CISA has issued an urgent alert regarding an actively exploited zero-day use-after-free vulnerability (CVE-2025-48543) in Android Runtime. * This critical flaw enables attackers to escape the Chrome sandbox and achieve local privilege escalation on affected devices. * Active exploitation presents a significant risk, potentially leading to full device control, data theft, or malicious software installation. * Organizations and users must apply vendor patches and mitigations by September 25, 2025, to prevent unauthorized access and mitigate severe impact.

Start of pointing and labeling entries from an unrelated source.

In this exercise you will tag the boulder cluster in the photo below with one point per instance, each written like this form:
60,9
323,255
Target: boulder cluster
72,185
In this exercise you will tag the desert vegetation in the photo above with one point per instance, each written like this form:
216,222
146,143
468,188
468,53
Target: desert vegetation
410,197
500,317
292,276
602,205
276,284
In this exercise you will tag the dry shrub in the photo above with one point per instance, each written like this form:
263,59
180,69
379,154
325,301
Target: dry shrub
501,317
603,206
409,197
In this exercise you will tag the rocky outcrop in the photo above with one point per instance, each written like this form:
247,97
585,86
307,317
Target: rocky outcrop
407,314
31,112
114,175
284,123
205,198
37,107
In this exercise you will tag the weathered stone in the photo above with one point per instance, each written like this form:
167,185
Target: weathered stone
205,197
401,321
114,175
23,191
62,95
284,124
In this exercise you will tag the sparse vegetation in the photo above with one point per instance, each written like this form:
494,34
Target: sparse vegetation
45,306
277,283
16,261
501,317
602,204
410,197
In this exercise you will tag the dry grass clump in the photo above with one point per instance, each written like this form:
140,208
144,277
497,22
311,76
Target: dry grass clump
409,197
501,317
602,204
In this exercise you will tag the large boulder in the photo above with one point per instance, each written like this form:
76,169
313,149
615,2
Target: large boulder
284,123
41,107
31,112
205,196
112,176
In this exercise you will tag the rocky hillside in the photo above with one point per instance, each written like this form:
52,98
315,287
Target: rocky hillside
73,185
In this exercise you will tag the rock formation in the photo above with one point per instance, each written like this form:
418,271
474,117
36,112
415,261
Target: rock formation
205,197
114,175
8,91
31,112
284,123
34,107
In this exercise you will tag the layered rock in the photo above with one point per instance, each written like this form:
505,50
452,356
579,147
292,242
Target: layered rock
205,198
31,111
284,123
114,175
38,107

CISA has issued an urgent warning regarding the active exploitation of two critical vulnerabilities in popular TP-Link router models, posing significant risks to home and small business networks. * The flaws, CVE-2025-9377 (OS command injection) and CVE-2023-50224 (authentication bypass), allow arbitrary command execution and credential access, respectively. * Both vulnerabilities are added to CISA's KEV catalog, with a mandatory remediation deadline for federal agencies. * Many affected devices are End-of-Life, complicating patching and increasing long-term security risks for users. * CISA strongly recommends immediate discontinuation of unsupported devices and applying vendor mitigations for others.

The Czech National Cyber and Information Security Agency (NÚKIB) issued a formal warning regarding products and services transferring user and system data to China, citing legal frameworks that compel data sharing with the state. * This data transfer enables remote administration and potential misuse by state interests, impacting national resilience beyond privacy concerns. * Chinese legal regulations, including National Security and Intelligence Laws, eliminate meaningful separation between private entities and state cyber operations. * Threat intelligence indicates a significant increase in intrusion activity and cloud targeting by Chinese operations. * The advisory highlights supply chain risks, as third-party dependencies can expose organizations to data theft and espionage.